時間を見つけては、薬局に積極的に顔を出すようにしています。
極力現場スタッフと直接のコミュニケーションを取りたいと考えているからです。

私が訪れた時の現場の反応は、たいてい次の3つのいずれかに分かれます。

1つ目は、私の訪問に対して緊張するという反応です。ただし、何回か足を運び、会話を交わしているうちに、向うから話しかけてきてくれます。

2つ目は、存在感を消そうとする反応です。決してあら探しをしに行っている訳ではないのですが、諦めずに足を運び、いつか上手くコミュニケーションを図れる関係を築きたいと思っています。

3つ目が、私が来たのはチャンスとばかりに様々な提案をしてくる反応です。「これをこうしてみたい」「もっとこうした方がいいのではないか」といった具合です。

もちろん、すばらしい提案でも、直ぐに実現することが難しいものもあれば、「あと一歩。おしい!」と思う提案もあります。しかしいずれの提案も、地域性や患者さまの特徴を的確に捉え出てきたものです。新しい提案に出会うたびに、なるほど!と感心させられます。

最近、「3種類の反応」と「薬局の特徴」には因果関係があるのではないかと考えています。例えば、3番目の「様々な提案をしてくる」薬局と良好な成績には関係があるのではないかと予測しています。

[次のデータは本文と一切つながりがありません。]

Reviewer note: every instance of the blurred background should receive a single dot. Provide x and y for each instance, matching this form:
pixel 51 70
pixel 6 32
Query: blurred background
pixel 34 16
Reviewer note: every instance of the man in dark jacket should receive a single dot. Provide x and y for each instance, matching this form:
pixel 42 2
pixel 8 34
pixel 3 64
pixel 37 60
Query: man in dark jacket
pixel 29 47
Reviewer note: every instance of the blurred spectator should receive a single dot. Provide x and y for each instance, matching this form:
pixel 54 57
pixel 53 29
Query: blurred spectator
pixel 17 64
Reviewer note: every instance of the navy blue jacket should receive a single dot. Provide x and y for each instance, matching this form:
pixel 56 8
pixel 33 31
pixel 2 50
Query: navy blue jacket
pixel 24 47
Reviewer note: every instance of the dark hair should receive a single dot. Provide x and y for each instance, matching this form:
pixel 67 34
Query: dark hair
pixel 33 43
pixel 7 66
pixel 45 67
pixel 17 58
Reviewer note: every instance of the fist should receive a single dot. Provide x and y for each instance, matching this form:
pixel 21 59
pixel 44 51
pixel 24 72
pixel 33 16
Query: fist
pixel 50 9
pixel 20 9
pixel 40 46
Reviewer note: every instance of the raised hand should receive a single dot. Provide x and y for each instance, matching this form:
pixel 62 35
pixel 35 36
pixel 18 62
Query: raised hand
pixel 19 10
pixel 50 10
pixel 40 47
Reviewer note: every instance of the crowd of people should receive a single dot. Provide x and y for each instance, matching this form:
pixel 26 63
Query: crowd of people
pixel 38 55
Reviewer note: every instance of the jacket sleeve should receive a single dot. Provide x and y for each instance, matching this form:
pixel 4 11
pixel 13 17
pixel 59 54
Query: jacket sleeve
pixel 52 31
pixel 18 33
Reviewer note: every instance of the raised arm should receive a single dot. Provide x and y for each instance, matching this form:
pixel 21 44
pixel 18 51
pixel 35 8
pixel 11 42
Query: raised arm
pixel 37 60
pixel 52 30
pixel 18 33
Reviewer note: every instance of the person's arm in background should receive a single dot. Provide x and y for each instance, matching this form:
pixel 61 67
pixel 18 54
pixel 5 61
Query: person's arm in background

私たちがお客として、喫茶店やレストラン、美容室や洋服屋などを選ぶ時に、何を基準にしているのか考えてみました。

店構えはどうか?
お店に入った瞬間の感じはどうか?
スタッフの対応はどうか?
接客はどうか?
お店の雰囲気はどうか?
品揃えやメニューはどうか?
材料の産地は?
清掃は行き届いているか?
どこの会社が運営しているか?

他にも要素はあると思いますが、こうした要素を総合的に判断し、一番ポイントが高そうな店を選択していると思います。

薬局についても、患者さまの頭の中では喫茶店やレストランなどと同様の観点で選択が行われていると思っています。残念ながら薬局だけが特別扱いをされることはないと思います。

調剤薬局を取り巻く環境は、少し前と大きく変わりました。
現在は、ライバル薬局が突然近くに出現したり、ドラッグストアで積極的に処方せんを受け付けたりと、私たちの業界も厳しい競争原理に晒されています。

このように考えると、何もしなければその薬局の魅力は薄れ、いずれは患者さまの選択肢から外れてしまうのは自然の流れなのかもしれません。

これからの薬局は多少の失敗を恐れずチャレンジし、「積極的に差別化に挑戦する」。当たり前のことではありますが、これがとても大切なのではないかと思っています。